Hunting in Azure subscriptions

This post has been republished via RSS; it originally appeared at: New blog articles in Microsoft Community Hub.

In the realm of cybersecurity, the ability to efficiently comprehend and utilize logs within Azure subscriptions for threat hunting is paramount. These investigations typically involve meticulous log analysis aimed at identifying the initial breach and the subsequent actions executed by the Threat Actor. This blog post delves into various strategies and methodologies designed to enhance our grasp of the scope and complexity of how threat actors' manoeuvre within Azure subscriptions, thereby fortifying our defenses against the ever-evolving landscape of cyberattacks. 


Example Azure attack scenario 

To better understand the intricacies involved, let us consider a hypothetical attack scenario: 



Figure 1: Diagram of hypothetical attack scenario


Breached Global Administrator Account: The attack commences with a "Pass the Cookie" assault on the global administrator's identity. This type of credential theft involves an adversary stealing a user's session cookie to gain unauthorized access to their account. With the compromised admin account, the adversary gains entry to the Azure subscription via the portal or Azure management API (application programming interfaces). For more information on “Pass the Cookie” attacks, check out Token tactics: How to prevent, detect, and respond to cloud token theft | Microsoft Security Blog 


External user invite and privilege elevation: Leveraging the hijacked administrator account, the adversary proceeds to extend access to external users, elevating their privileges to authoritative roles such as a Subscription Owner or Contributor. This step aims to establish a persistent presence within the tenant, providing the adversary with a reliable re-entry point and sufficient permissions to fulfil their malicious objectives. 

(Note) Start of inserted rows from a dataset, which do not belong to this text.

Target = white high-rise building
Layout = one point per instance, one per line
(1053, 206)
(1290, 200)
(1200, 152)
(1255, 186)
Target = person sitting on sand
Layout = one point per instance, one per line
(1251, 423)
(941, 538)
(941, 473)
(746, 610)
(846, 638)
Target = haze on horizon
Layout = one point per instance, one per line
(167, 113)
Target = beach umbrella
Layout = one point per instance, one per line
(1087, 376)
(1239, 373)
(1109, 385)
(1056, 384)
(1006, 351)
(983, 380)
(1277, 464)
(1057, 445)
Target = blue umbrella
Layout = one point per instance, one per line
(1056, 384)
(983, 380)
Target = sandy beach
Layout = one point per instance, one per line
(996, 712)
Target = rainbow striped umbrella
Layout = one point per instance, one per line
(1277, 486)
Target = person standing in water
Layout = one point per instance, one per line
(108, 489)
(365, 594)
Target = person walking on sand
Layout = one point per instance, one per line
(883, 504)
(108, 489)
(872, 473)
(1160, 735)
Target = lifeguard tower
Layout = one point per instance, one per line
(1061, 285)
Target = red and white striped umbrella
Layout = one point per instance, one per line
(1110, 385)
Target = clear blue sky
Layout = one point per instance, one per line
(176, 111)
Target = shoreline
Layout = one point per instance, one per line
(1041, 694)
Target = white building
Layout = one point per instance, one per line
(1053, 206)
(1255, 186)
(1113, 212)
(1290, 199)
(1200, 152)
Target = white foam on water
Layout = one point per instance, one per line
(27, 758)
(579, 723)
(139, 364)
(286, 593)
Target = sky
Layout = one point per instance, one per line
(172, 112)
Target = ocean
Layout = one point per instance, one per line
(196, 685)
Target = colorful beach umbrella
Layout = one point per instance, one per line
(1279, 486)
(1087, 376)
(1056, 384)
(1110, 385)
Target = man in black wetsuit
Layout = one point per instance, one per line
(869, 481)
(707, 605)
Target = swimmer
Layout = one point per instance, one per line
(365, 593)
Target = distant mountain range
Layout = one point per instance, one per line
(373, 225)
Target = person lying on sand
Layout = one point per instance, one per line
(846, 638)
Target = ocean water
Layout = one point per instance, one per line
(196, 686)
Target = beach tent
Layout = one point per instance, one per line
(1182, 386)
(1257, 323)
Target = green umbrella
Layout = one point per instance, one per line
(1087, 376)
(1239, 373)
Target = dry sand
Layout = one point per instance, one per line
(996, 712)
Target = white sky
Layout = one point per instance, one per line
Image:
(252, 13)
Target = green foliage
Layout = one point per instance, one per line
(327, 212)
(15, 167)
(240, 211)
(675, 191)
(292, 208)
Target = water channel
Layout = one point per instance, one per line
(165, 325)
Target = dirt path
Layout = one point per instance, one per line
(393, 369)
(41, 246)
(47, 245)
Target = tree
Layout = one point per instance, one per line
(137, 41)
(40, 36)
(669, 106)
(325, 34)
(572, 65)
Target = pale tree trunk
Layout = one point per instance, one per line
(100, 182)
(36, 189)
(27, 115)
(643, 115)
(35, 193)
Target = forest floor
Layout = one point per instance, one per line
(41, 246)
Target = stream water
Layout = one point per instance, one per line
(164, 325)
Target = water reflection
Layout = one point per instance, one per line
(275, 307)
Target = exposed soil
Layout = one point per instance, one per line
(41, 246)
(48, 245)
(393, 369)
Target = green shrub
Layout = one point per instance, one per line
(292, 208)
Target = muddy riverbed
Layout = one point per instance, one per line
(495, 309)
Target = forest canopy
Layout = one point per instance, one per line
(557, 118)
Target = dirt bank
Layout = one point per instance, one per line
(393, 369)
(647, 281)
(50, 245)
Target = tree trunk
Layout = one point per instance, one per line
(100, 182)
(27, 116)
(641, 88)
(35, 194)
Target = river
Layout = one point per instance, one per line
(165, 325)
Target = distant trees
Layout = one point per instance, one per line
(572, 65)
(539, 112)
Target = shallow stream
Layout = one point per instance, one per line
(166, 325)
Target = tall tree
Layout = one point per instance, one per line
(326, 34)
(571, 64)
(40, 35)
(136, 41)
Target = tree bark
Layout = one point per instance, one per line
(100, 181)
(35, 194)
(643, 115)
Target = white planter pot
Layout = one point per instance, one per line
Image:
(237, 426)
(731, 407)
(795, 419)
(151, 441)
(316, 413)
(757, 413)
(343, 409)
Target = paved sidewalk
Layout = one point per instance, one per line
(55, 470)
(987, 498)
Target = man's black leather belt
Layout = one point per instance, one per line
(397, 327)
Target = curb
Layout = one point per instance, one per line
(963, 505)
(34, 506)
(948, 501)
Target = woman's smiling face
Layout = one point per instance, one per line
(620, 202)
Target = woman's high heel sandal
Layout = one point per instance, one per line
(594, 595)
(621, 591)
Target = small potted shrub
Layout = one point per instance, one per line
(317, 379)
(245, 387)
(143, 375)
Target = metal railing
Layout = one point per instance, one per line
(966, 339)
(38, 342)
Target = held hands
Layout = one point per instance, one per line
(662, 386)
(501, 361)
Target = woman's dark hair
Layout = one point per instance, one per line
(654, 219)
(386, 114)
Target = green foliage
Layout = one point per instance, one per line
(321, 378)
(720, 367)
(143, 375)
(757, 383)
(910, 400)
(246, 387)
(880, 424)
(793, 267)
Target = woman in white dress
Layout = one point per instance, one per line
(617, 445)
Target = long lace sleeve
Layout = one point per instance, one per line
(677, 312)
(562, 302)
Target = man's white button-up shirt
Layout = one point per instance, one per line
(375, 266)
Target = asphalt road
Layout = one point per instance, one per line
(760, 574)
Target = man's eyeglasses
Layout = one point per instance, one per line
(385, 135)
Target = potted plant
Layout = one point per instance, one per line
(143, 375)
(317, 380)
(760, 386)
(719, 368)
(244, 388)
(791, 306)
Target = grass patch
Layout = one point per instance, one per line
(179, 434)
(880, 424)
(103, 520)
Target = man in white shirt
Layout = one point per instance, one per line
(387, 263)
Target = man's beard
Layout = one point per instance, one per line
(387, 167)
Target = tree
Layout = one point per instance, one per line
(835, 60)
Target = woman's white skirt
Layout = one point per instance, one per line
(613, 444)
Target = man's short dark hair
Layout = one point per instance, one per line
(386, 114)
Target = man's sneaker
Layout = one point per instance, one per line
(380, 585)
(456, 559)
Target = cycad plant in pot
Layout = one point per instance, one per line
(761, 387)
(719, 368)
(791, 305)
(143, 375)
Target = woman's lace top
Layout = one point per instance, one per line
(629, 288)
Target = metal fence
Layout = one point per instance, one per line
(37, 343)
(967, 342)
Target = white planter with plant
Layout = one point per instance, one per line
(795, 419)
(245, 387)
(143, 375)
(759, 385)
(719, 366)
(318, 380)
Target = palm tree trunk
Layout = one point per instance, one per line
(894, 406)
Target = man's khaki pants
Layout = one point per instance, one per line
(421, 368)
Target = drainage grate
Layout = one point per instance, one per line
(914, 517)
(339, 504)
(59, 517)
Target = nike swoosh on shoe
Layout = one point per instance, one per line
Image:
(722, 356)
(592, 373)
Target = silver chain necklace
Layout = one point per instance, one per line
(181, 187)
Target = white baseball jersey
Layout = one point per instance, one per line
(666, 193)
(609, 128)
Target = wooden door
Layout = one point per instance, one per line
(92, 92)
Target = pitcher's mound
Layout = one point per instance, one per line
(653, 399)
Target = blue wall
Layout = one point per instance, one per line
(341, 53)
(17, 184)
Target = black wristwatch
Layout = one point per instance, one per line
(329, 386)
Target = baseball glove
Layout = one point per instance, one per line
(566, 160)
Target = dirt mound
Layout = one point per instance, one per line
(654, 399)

Action on objective: The adversary's commonly observed action on objectives may include: 

  • Virtual Machine Creation: Attackers often set up virtual machines or scale sets within the compromised environment, harnessing them for crypto-mining operations—a silent heist of computational resources. 
  • File Share Mounting: By mounting file shares, they lay the groundwork for further nefarious activities, setting the stage for data manipulation or exfiltration. 
  • File Share Encryption: A classic hallmark of ransomware, this tactic locks down file shares, holding data hostage in exchange for a ransom—a digital extortion that can bring businesses to their knees. 
  • Replication: Through replication, attackers ensure their presence is mirrored across subscriptions, a strategy that complicates eradication and bolsters their resilience within the network. 
  • Azure Backup Deletion: By deleting Azure backups, they aim to sever the lifelines of data recovery, pushing organizations towards the precipice of data loss. 
  • Subscription Transfer: When an attacker gains administrative access, they then could move subscriptions from the compromised tenant to one under their control. 


Forensic data 

For better forensic data analysis, it is important to know where Azure logs are and how to access them. By default, Azure saves control plane logs (also called Management Plane logs) in Azure Monitor which records operations like creating, deleting, or modifying a resource. But data plane logs which are specific to each resource, such as Blob Storage Access logs, are separate and need to be turned on for each resource through Azure Diagnostics Settings in the resource configuration. In this blog, we will focus on Azure Monitor Activity logs together with Microsoft Entra ID Audit Logs, however below you can see a data flow diagram for the default and potential locations of the different types of logs which may be useful during an Azure investigation. 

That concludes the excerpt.